12 Balls , prove you have to put 4 balls on each side in order to find odd ball is 3 times

Question

You have twelve (12) balls and a set of balance scales.

One (1) of the balls is a different weight to the other eleven (11) balls.

You are allowed to use the balance scales three (3) times.

You need to determine which ball is the “odd one out” and whether it is heavier or lighter than the other balls.

this is the solution for 4 balls.

how can I prove with a decision tree that if I dont start with 4 balls on each side ; I cant find the odd ball in 3 times? should I show the worst case of weighing 1&1 /2&2 ..../6&6 balls in first time?

Answer 1

If you don't choose to break up the 12 balls into 3 sets of 4, then one of the sets will have at least 5 balls in it.

Suppose the heavy ball is in the set of 5 or more.
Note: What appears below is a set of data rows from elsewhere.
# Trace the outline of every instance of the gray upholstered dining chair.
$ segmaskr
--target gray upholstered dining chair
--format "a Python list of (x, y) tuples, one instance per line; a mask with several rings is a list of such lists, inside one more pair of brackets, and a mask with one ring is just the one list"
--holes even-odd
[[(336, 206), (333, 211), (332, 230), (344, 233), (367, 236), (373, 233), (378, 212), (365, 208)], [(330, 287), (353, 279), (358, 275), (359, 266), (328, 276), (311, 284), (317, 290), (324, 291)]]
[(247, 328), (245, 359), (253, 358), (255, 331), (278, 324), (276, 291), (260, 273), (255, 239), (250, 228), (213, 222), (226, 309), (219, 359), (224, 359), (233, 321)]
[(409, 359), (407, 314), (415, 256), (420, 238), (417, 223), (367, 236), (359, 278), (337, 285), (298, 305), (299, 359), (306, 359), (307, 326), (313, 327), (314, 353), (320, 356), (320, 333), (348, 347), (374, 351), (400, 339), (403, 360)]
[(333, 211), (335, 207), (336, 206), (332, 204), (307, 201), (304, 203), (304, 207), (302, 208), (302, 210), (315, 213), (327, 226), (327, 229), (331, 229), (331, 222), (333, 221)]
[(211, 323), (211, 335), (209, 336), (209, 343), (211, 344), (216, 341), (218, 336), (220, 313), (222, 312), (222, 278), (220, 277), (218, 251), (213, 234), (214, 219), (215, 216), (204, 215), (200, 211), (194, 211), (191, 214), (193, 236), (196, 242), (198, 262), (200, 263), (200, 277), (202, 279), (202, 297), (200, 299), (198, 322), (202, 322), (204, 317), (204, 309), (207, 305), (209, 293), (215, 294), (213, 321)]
It's impossible to deduce which of those balls is heavy by only using the scale twice.

Answer 2

Use the scale once to know "<", "=" or ">", then we can get one trit of information.
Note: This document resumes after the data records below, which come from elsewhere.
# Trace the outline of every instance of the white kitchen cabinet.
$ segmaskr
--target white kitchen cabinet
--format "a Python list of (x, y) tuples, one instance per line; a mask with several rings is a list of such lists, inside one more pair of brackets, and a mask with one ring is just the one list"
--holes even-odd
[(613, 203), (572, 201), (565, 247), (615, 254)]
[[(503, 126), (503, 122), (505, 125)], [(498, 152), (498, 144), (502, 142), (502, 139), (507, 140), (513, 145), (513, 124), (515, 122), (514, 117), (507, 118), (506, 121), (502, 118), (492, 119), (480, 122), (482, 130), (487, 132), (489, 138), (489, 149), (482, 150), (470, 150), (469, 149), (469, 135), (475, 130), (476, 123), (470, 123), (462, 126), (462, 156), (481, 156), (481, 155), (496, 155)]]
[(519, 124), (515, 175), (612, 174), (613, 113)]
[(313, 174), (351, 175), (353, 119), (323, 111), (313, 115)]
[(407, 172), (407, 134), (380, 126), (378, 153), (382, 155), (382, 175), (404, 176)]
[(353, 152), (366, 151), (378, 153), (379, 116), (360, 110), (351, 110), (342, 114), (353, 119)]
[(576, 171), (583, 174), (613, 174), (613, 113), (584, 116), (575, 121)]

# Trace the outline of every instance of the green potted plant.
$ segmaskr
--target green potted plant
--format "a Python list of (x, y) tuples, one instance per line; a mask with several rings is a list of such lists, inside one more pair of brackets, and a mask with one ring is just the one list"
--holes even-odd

To find out 1 odd ball (heavier or lighter) within 12 balls, we should pick one from 24 cases (1L, 1H, 2L, 2H, ..., 12L, 12H). This problem contains less than 3 trits of information ($24<3^3$), so it is possible to solve by using the scale three times. The solution is mentioned in the original question:

In the first step of this solution, we use the scale with 4 balls in each side, then we can divide 24 cases into 3 sub problems: each with 8 cases for "<", "=" and ">" respectively. Each sub problem contains less than 2 trits of information ($8<3^2$), so it is possible to solve by 2 times.

This is the unique way, because any other ways (divide 24 cases into 3 groups) get at lease one group more than $3^2=9$ cases. For example:

• put 6 balls on each side, then we can get only "<" and ">" (1 bit but not 1 trit of information), i.e. divide into 12 + 12;
• put 5 balls on each side, then we can divide into 10 + 10 + 4;
• put 3 balls on each side, then we can divide into 6 + 6 + 12;
• ...

Interestingly, it is impossible to find out 1 odd ball (heavier or lighter) within 4 balls by using scale twice, although there are 8 cases containing less than 2 trit of information. (Refer right "=" branch of the above figure.)